Personal information
- Born: April 15, 1982 (age 43) Louisville, Kentucky, U.S.
- Height: 5 ft 11 in (1.80 m)
- Weight: 206 lb (93 kg)

Career information
- High school: Iroquois (Louisville)
- College: Indiana
- NFL draft: 2005: undrafted

Career history
- Cincinnati Bengals (2005–2008); Denver Broncos (2008); New England Patriots (2009)*; New Orleans Saints (2009); Arizona Cardinals (2010)*; Florida Tuskers (2010); Virginia Destroyers (2011);
- * Offseason and/or practice squad member only

Awards and highlights
- Second-team All-Big Ten (2004);

Career NFL statistics
- Total tackles: 47
- Forced fumbles: 1
- Stats at Pro Football Reference

= Herana-Daze Jones =

American football player (born 1982)

Herana-Daze Lavalle Jones (first name pronounced like 'Hernandez') (born April 15, 1982) is an American former professional football player who was a safety in the National Football League (NFL) and United Football League (UFL). He was signed by the Cincinnati Bengals as an undrafted free agent in 2005. He played college football for the Indiana Hoosiers.

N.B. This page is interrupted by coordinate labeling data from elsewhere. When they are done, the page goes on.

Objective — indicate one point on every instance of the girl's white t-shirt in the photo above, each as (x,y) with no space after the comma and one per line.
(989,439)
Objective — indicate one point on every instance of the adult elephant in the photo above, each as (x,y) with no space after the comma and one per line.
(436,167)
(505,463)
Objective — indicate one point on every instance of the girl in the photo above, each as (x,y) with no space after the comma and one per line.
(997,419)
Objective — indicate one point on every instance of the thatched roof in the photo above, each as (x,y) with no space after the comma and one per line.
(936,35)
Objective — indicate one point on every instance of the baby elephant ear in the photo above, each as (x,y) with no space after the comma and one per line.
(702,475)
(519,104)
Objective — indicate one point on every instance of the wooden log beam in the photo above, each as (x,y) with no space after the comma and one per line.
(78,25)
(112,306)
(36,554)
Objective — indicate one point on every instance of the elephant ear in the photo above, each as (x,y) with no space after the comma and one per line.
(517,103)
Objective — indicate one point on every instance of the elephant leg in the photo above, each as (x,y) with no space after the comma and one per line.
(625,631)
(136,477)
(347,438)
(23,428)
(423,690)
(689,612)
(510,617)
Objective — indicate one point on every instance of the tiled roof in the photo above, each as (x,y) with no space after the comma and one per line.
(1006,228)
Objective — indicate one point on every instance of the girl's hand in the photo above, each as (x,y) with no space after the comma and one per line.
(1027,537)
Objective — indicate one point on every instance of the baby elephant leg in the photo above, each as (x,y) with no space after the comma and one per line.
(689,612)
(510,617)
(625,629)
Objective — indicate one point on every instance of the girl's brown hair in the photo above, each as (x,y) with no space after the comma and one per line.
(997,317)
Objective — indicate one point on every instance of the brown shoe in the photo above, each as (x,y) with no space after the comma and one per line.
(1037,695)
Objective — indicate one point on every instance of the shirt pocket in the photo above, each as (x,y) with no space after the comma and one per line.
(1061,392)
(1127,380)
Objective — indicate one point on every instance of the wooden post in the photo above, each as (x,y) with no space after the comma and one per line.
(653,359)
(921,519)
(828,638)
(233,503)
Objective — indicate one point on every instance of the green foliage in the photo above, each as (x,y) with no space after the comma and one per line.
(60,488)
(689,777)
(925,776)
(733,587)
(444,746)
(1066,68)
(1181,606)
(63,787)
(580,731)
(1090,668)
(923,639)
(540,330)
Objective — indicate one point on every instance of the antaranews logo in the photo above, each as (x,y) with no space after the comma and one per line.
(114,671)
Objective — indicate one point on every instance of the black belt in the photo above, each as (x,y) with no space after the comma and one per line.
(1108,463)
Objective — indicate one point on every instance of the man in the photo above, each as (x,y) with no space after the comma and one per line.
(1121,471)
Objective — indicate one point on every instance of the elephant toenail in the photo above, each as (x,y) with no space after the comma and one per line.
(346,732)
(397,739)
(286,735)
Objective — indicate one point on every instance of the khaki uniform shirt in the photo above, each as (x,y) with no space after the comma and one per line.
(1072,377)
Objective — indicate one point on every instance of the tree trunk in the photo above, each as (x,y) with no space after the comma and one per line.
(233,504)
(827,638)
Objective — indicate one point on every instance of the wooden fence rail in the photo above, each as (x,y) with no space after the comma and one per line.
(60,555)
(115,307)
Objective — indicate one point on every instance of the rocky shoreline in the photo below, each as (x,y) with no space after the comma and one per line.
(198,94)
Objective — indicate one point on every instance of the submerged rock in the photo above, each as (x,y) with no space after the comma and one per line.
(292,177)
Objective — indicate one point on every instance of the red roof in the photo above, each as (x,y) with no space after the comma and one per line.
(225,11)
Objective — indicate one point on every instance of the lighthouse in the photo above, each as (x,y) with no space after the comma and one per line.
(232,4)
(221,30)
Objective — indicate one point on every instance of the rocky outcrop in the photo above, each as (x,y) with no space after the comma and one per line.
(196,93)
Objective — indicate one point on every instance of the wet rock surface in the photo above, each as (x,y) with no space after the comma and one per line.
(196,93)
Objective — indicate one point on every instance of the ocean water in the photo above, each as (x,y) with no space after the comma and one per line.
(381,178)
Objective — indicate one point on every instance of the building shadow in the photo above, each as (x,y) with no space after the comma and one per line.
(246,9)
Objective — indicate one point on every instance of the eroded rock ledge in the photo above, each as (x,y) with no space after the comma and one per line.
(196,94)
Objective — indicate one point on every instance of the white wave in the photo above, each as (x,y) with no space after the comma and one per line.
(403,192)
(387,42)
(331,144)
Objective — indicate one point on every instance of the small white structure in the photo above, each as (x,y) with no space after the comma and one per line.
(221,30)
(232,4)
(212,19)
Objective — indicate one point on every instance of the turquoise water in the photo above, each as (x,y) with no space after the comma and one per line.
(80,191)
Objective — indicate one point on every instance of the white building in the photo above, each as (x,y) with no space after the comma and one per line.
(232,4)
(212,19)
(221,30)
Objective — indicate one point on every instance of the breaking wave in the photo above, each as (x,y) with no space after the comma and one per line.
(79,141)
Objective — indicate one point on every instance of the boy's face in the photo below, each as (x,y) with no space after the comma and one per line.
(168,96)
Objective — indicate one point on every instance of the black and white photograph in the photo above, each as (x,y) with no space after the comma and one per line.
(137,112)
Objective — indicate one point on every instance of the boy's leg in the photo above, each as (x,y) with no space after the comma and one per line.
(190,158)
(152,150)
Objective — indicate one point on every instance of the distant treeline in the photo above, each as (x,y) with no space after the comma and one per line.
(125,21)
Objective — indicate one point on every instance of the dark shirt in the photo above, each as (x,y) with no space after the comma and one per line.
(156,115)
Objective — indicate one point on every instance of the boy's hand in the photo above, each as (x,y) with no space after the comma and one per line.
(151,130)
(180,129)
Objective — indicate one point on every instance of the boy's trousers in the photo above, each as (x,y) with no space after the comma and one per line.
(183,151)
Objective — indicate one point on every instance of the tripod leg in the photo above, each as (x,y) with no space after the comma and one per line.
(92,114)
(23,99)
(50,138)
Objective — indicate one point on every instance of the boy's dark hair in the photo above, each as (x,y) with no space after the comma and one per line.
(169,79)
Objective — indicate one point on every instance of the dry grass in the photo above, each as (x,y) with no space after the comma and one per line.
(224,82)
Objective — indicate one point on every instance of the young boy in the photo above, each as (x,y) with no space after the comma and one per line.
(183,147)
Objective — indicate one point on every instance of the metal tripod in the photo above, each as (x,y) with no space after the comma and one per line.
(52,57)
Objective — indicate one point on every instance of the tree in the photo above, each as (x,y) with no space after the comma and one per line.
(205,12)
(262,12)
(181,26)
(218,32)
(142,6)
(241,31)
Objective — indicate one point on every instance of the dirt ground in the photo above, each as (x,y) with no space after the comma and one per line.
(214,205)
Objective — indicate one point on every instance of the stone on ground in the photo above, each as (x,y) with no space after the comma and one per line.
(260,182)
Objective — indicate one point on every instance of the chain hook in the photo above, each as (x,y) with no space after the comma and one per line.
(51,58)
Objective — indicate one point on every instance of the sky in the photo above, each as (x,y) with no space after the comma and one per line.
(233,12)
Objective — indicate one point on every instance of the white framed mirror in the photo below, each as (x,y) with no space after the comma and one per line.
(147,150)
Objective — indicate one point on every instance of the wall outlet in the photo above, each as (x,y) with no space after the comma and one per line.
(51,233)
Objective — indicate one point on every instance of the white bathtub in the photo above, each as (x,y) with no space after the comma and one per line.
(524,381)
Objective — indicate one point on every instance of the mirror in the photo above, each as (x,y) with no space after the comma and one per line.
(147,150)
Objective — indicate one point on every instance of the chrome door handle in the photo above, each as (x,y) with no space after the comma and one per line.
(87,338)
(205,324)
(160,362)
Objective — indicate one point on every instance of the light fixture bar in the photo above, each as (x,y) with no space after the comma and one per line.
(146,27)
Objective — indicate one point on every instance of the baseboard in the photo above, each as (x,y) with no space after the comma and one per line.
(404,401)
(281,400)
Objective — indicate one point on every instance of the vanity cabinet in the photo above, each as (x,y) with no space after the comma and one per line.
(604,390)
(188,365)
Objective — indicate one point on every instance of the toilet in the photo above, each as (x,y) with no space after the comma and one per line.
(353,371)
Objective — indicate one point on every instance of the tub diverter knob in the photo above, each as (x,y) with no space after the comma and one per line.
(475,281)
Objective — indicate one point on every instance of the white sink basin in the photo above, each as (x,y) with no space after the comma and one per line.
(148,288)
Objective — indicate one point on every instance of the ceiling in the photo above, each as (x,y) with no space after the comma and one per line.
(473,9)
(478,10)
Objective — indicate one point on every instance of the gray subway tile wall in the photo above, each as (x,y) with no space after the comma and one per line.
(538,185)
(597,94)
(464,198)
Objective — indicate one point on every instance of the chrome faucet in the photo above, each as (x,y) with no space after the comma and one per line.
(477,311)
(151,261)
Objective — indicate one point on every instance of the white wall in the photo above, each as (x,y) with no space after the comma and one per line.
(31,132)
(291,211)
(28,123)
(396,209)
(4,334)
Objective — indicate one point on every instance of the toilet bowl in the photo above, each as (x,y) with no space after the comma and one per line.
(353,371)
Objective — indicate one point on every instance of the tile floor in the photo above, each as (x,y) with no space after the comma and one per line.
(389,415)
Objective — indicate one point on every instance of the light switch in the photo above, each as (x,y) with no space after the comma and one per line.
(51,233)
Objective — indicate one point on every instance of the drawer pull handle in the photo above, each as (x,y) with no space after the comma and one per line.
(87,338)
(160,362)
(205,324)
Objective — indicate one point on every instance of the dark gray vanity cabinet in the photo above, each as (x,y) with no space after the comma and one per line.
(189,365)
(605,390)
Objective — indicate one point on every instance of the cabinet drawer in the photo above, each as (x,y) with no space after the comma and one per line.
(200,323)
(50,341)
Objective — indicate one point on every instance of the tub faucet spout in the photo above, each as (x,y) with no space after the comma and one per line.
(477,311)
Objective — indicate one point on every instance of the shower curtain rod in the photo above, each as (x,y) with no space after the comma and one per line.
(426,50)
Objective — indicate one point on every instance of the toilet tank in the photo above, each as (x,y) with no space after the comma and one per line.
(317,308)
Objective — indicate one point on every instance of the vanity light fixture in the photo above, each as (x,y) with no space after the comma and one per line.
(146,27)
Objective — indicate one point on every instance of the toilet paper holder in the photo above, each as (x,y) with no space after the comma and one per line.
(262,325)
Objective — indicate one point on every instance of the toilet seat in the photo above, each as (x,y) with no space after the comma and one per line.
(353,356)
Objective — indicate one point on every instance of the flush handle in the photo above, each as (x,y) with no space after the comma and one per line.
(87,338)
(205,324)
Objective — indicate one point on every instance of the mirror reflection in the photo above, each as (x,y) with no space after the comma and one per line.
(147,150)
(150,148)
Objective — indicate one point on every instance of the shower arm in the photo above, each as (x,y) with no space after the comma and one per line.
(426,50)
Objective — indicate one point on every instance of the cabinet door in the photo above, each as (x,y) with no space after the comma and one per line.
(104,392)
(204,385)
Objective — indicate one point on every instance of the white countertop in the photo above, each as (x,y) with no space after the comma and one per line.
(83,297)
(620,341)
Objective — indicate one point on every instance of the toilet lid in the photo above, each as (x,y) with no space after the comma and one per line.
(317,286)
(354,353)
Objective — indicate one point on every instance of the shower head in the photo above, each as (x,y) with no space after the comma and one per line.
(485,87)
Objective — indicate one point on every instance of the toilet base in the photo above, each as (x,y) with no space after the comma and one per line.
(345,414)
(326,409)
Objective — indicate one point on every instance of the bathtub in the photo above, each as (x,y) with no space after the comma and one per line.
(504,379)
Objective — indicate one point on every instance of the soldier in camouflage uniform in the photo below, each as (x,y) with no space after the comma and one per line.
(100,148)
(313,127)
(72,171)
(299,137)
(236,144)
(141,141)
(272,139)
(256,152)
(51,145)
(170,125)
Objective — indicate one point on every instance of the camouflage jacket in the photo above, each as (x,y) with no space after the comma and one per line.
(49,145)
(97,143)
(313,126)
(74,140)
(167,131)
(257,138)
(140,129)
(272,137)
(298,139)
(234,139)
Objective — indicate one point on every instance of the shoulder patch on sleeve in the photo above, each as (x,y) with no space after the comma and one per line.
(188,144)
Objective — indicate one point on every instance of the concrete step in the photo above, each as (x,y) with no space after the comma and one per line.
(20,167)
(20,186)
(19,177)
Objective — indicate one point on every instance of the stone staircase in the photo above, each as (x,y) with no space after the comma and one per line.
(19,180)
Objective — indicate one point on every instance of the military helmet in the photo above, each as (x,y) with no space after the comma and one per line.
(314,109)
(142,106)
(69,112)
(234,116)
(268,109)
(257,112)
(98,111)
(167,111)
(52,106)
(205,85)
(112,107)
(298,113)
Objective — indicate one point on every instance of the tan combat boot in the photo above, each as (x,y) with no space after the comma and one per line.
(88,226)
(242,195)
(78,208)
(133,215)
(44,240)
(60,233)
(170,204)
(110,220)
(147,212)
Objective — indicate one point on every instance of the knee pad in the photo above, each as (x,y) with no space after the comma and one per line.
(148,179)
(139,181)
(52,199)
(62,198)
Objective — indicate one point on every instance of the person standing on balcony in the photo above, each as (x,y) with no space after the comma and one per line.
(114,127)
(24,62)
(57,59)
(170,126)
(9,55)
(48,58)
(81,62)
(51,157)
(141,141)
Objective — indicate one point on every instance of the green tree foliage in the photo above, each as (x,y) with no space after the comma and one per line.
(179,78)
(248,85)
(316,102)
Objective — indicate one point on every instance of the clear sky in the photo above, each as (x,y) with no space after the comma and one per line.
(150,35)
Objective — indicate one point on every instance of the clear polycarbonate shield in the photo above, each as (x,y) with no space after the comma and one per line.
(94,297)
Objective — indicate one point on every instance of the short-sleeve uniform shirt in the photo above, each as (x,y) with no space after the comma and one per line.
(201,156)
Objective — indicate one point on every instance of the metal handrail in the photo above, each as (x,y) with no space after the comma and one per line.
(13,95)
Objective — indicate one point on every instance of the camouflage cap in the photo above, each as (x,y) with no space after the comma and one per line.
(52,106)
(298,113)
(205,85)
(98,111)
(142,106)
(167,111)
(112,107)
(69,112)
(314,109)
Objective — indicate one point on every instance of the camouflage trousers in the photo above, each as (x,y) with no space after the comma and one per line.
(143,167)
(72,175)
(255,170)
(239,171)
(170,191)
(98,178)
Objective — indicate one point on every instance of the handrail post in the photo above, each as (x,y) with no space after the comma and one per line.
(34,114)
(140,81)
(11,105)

Jones was also a member of the Denver Broncos, New England Patriots, New Orleans Saints and Arizona Cardinals.

==Early life==
Jones attended Iroquois High School in Louisville, Kentucky where, as a senior, he scored 26 touchdowns and broke the state record with a 220 yards per game rushing average, previously held by Shaun Alexander. Jones also lettered in track and basketball.

==College career==
Jones played college football for the Indiana Hoosiers, where he was a four-year starter. He currently ranks 4th All-time in tackles at Indiana with 342. As a senior, he led the team in tackles with 110, making 2nd team all big ten.

==Professional career==

===Cincinnati Bengals===
Jones was signed by the Cincinnati Bengals as a college free agent on April 28, 2005. After spending the 2005 season on the Bengals' practice squad, he made the 53-man roster in 2006. Jones led the Bengals in special teams tackles in both 2006 and 2007. He was placed on injured reserve on October 17, 2008, and released from injured reserve with an injury settlement on November 4, 2008.

===Denver Broncos===
Jones signed with the Denver Broncos on December 3, 2008. He was waived on December 10 when the team re-signed tight end Jeb Putzier. He was re-signed by the Broncos on December 16 when running back Cory Boyd was waived. He was released again on June 18, 2009.

===New England Patriots===
Jones signed with the New England Patriots on July 28, 2009. He was released by the Patriots during final cuts on September 5.

===New Orleans Saints===
Jones signed with the New Orleans Saints on December 22, 2009, when the team waived cornerback Marcus McCauley. He was waived on December 29 as the team re-signed tight end Tory Humphrey.

===Arizona Cardinals===
Jones signed a future contract with the Arizona Cardinals on January 21, 2010.